Hi I'm using apache phoenix to query sql over hbase.
Table schema
CREATE TABLE TABLE_1 (
SF_ID VARCHAR NOT NULL,
ENTITY_ID VARCHAR NOT NULL,
PRODUCT_SKU VARCHAR,
CITY_NAME VARCHAR,
SCREEN_NAME VARCHAR,
PRODUCT_LIST_VIEWS BIGINT,
PRODUCT_LIST_CLICKS BIGINT,
PRODUCT_LIST_CTR FLOAT,
TIMESTAMP BIGINT NOT NULL,
POS INTEGER NOT NULL,
CONSTRAINT pk PRIMARY KEY (SF_ID, ENTITY_ID, TIMESTAMP, POS));
I have created secondary index as follows:-
CREATE INDEX GA_2 ON TABLE_1 (ENTITY_ID) INCLUDE (PRODUCT_LIST_VIEWS, PRODUCT_LIST_CLICKS, PRODUCT_LIST_CTR);
But the following query is taking around 1.5s to 2s when running on 500k rows.

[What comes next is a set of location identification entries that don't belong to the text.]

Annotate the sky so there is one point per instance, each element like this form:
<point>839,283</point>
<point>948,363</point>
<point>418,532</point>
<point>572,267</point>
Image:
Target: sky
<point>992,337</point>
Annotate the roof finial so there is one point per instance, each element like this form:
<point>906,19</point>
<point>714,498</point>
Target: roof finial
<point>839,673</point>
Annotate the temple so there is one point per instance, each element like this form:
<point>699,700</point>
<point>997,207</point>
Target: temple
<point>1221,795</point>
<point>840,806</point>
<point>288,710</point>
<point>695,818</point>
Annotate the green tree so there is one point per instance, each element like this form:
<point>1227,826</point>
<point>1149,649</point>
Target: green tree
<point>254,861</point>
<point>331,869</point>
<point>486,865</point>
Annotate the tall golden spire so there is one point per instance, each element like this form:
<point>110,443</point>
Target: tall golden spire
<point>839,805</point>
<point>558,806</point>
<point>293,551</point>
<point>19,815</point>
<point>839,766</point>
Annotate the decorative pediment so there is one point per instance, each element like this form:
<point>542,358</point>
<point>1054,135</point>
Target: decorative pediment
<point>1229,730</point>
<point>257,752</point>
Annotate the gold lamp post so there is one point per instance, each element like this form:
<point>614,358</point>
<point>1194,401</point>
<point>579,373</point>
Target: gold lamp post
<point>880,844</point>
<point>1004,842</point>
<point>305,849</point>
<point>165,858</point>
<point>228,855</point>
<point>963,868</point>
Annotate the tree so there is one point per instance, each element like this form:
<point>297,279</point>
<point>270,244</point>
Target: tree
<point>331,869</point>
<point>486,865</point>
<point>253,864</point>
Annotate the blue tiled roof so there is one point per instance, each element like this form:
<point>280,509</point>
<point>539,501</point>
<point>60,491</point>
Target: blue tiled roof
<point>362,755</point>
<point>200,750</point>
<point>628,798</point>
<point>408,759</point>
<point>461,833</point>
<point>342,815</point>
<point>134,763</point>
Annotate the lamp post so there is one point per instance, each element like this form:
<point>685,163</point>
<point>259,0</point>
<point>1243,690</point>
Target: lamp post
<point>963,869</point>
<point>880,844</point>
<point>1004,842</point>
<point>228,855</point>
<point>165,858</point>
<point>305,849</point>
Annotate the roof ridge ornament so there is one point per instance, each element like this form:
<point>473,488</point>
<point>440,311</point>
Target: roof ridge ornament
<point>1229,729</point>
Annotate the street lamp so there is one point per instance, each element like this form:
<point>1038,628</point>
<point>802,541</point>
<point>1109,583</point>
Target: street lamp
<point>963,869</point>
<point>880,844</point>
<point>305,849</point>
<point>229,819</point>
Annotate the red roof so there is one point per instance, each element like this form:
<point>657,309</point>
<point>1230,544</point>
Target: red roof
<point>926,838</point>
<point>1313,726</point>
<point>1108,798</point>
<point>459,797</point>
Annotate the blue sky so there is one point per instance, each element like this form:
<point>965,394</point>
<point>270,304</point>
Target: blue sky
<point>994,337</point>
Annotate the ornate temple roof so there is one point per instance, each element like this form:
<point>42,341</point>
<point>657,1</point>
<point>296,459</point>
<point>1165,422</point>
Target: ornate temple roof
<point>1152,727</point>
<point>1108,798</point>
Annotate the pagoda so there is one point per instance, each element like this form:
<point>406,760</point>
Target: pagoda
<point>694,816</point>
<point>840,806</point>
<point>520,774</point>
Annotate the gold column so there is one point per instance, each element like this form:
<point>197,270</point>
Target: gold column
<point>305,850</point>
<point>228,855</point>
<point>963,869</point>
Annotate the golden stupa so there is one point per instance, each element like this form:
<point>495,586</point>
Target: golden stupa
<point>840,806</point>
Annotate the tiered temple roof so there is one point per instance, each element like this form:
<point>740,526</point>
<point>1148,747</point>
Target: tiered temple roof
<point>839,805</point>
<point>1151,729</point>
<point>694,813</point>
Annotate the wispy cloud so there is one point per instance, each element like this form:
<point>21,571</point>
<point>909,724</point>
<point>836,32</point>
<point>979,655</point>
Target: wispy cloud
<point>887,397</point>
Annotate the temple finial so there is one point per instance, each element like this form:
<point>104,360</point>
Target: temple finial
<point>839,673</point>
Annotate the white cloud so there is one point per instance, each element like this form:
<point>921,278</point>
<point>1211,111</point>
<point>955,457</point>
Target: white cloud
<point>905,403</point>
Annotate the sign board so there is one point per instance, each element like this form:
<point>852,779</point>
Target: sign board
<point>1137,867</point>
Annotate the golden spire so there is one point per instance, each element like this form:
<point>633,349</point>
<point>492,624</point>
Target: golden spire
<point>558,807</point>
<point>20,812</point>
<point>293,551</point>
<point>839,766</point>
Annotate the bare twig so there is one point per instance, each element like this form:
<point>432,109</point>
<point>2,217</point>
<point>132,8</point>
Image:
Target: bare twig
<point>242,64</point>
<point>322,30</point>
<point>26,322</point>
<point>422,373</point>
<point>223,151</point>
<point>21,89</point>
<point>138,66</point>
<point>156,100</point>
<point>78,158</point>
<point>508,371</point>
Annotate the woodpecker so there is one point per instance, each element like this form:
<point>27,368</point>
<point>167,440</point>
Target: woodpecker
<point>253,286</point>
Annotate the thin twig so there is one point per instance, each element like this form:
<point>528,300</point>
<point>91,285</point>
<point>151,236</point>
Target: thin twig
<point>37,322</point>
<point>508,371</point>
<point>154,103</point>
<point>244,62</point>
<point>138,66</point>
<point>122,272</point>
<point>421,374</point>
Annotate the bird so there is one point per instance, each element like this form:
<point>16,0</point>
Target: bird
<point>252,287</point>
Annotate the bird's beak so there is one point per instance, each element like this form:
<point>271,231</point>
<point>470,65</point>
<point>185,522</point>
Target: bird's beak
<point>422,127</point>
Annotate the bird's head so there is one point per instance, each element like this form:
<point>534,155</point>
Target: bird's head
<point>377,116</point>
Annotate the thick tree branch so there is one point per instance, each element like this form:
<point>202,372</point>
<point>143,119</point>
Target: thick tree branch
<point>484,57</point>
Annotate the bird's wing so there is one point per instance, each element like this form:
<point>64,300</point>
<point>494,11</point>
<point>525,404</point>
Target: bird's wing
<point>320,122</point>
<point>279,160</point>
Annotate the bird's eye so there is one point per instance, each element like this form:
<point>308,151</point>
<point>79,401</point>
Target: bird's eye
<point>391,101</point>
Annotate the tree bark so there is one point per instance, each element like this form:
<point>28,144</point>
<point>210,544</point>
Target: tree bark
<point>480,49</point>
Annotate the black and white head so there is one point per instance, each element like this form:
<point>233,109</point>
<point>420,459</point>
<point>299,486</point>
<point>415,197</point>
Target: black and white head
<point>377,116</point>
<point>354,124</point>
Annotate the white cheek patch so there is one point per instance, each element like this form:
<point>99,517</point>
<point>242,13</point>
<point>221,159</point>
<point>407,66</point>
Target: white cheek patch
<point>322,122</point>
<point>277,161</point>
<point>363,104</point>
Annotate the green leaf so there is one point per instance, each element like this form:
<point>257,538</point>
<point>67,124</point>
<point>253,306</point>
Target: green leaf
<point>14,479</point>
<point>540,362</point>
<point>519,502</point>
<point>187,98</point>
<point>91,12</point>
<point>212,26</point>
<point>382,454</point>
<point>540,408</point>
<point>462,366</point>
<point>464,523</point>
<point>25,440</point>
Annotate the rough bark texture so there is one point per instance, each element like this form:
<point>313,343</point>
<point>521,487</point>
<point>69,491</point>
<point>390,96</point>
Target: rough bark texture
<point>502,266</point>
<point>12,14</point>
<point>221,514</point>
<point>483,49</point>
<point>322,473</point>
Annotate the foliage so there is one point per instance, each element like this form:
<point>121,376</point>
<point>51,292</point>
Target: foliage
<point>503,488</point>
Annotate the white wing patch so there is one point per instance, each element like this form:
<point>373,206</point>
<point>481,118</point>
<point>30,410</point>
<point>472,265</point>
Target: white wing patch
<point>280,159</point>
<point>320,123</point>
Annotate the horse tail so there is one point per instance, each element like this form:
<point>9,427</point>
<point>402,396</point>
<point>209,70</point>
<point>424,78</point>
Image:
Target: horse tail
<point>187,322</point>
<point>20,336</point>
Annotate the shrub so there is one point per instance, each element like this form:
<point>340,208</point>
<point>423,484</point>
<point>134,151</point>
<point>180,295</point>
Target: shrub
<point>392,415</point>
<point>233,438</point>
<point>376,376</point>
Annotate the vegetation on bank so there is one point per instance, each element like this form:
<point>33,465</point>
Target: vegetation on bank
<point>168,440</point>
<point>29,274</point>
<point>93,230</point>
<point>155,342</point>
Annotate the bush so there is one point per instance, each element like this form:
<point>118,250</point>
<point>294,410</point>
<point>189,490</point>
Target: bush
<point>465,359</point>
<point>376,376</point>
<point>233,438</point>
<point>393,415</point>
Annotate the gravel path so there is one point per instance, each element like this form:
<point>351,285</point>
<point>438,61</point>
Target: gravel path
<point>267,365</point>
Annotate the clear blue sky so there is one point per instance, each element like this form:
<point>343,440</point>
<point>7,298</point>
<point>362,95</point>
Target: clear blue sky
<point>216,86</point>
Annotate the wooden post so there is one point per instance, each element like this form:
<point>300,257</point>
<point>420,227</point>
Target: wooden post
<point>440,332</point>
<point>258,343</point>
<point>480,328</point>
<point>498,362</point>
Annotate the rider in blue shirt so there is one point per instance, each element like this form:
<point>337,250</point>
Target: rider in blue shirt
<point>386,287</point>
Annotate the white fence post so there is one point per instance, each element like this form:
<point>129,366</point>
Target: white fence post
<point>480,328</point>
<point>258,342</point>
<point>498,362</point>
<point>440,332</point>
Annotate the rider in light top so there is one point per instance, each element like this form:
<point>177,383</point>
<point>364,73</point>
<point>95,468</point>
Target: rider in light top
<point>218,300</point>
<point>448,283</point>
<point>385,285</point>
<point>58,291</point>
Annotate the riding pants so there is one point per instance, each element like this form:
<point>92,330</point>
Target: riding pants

select ENTITY_ID as "entityId", sum(PRODUCT_LIST_VIEWS) as "productViewSum", sum(PRODUCT_LIST_CLICKS) as "productClickSum", sum(PRODUCT_LIST_CTR) as "productCTRSum" from "TABLE_1" group by ENTITY_ID;
Explain plan is as following:-
CLIENT 1-CHUNK 0 ROWS 0 BYTES PARALLEL 1-WAY FULL SCAN OVER GA_2 SERVER AGGREGATE INTO ORDERED DISTINCT ROWS BY ["ENTITY_ID"]
Is there any way to optimize the response time of query?